The Front End: Apply the Setting

function my_apply_action_button_color( $button, $form ) {
    if ( is_admin() ) {
        return $button;
    }

    if ( isset( $form['button']['actionButton'] ) && $form['button']['actionButton'] ) {
        $bg_color   = get_theme_mod( 'color_action_button', '#e49c11' );
        $text_color = my_contrast_color( $bg_color );

        $style = '<style type="text/css">
            .gform_button.button {
                background-color: ' . $bg_color . ' !important;
                border-color: ' . $bg_color . ' !important;
                color: ' . $text_color . ' !important;
            }
        </style>';

        return $style . ' ' . $button;
    }

    return $button;
}
add_filter( 'gform_submit_button', 'my_apply_action_button_color', 10, 2 );

Automatic Text Contrast

If you're applying a user-chosen background colour you should also set the text colour automatically. Yes I could have added another colour picker to the Customizer and asked the user to pick a contrasting text colour, but I'd rather take it out of their hands so we can preserve accessibility. This function uses the WCAG relative luminance formula to pick black or white depending on which gives better contrast:

function my_contrast_color( $hex ) {
    $hex = ltrim( $hex, '#' );

    $r = hexdec( substr( $hex, 0, 2 ) ) / 255;
    $g = hexdec( substr( $hex, 2, 2 ) ) / 255;
    $b = hexdec( substr( $hex, 4, 2 ) ) / 255;

    // Linearise each sRGB channel (undo gamma encoding).
    $r = $r <= 0.03928 ? $r / 12.92 : pow( ( $r + 0.055 ) / 1.055, 2.4 );
    $g = $g <= 0.03928 ? $g / 12.92 : pow( ( $g + 0.055 ) / 1.055, 2.4 );
    $b = $b <= 0.03928 ? $b / 12.92 : pow( ( $b + 0.055 ) / 1.055, 2.4 );

    // Relative luminance per WCAG 2.x.
    $luminance = 0.2126 * $r + 0.7152 * $g + 0.0722 * $b;

    // > 0.179 is the midpoint: above it the colour reads as light, use dark text.
    return $luminance > 0.179 ? '#000000' : '#ffffff';
}

The weighting coefficients (0.2126, 0.7152, 0.0722) reflect human perception — eyes are most sensitive to green and least sensitive to blue. The threshold 0.179 is the luminance midpoint on the WCAG scale.

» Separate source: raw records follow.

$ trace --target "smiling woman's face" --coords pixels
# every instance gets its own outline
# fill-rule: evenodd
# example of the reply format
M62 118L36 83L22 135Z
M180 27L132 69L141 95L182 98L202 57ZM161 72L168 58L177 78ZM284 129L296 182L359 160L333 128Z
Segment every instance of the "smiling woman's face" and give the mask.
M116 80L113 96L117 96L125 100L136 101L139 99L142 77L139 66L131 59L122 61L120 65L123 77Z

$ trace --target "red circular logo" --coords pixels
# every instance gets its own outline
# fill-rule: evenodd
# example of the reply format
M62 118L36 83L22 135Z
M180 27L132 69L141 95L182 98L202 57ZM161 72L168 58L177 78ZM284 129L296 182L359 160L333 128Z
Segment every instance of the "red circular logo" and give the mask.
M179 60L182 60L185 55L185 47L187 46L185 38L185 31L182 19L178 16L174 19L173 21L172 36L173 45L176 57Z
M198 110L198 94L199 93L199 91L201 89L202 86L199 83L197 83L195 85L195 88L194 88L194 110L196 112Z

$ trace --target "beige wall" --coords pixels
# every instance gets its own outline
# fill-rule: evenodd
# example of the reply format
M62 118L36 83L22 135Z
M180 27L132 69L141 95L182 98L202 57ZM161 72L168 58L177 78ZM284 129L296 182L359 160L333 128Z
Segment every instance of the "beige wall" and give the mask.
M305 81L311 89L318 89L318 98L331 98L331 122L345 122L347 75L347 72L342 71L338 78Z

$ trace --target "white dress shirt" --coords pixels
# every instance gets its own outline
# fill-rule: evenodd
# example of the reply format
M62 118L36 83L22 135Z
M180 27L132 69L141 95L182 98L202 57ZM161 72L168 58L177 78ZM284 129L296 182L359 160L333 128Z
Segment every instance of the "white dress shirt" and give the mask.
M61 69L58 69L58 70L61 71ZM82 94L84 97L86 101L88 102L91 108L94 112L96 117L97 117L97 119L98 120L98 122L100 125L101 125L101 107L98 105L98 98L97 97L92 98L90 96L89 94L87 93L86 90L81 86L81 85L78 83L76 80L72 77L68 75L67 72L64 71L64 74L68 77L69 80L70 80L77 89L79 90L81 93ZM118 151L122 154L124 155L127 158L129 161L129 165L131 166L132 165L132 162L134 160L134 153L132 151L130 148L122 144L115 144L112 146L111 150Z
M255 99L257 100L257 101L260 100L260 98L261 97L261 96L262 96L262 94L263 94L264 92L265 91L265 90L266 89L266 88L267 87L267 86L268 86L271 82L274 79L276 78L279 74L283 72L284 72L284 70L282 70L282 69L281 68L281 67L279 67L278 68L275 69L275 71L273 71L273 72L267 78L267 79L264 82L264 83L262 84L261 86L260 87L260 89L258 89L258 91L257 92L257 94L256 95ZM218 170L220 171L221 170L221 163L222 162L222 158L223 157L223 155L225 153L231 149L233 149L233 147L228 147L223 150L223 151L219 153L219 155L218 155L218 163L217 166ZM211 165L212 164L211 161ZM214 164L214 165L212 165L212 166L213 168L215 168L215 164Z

What Goes Wrong Without This

The most common failure mode is a setting that's present in the HTML but invisible — you can confirm it exists by opening DevTools and finding a display: none on your <li>. That means fieldSettings.submit += either didn't run or didn't run before GF's show/hide logic did. Check for a JavaScript syntax error anywhere in the same <script> block; a single mismatched bracket will silently prevent the whole block from executing.

Note: You see this note above because I killed far too much time figuring out the jQuery properly to show the field.

The second common failure is saved data not persisting. That's almost always because the onclick is writing to field.myProp instead of form.button.myProp, or the PHP check is reading $form['myProp'] instead of $form['button']['myProp'].

Nevermind I fixed it meme

Gravity Forms has decent documentation, but it was missing any good information on how to save an option with the submit button.